Edward Eddie Ash

Personal information
- Full name: Edward Philip Eddie Ash
- Born: 25 December 1842 Brisley, Norfolk
- Died: 25 May 1909 (aged 66) Petersfield, Hampshire
- Source: Cricinfo, 1 April 2017

= Edward Ash =

English cricketer (1842–1909)

Edward Philip Ash (25 December 1842 – 25 May 1909) was an English schoolmaster and a cricketer who played five first-class matches for Cambridge University Cricket Club in 1865. He was born at Brisley, Norfolk and died at Petersfield, Hampshire.

The son of the rector of Brisley, Edward Ash was educated at Rugby School and at Gonville and Caius College, Cambridge.
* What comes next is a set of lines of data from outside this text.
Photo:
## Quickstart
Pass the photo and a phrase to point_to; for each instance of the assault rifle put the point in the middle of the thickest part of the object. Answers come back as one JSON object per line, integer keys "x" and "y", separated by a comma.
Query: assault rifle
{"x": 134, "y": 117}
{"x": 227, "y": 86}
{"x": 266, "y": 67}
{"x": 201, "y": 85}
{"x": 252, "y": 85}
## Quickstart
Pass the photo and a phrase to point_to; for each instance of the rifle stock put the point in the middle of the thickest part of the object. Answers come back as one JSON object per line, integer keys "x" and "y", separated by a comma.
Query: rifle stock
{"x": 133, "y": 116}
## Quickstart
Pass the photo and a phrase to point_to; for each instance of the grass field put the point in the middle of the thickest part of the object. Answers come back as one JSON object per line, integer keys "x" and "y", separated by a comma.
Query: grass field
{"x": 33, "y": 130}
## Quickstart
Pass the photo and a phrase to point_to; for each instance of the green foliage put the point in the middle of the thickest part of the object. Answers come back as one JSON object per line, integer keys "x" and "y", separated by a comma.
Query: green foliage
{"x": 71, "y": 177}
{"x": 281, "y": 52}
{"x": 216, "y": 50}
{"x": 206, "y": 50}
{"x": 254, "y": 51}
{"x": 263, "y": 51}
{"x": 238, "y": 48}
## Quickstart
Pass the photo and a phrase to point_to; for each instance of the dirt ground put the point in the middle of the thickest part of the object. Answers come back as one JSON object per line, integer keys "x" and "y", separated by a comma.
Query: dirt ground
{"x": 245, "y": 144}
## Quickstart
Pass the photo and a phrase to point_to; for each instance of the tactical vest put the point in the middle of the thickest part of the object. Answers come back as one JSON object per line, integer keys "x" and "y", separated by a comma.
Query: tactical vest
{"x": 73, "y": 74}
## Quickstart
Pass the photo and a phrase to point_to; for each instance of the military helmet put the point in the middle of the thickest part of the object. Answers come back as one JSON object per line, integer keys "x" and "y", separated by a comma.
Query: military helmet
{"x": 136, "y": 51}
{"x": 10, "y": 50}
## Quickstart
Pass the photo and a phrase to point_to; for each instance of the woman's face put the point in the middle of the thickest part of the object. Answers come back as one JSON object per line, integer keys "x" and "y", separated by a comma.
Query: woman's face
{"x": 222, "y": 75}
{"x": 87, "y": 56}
Having played cricket at Rugby, he appeared in matches for Cambridge University only in his final year at the university, when he was awarded his Blue by playing in the 1865 University Match against Oxford University. A right-handed middle-order batsman, Ash made scores of 18 and 8 in that game, which Cambridge lost. Earlier in the same 1865 cricket season, Ash's best first-class match had been his first one: Eddie scored 47 (out of a total innings of 98) and 17 in the game against Cambridgeshire. He played no further first-class cricket after the University Match.

Ash graduated from Cambridge University with a Bachelor of Arts degree in 1866; this was automatically converted to a Master of Arts in 1869. Before graduation, he had joined the staff of Haileybury College as an assistant master in 1865, and he stayed there until he retired in 1902.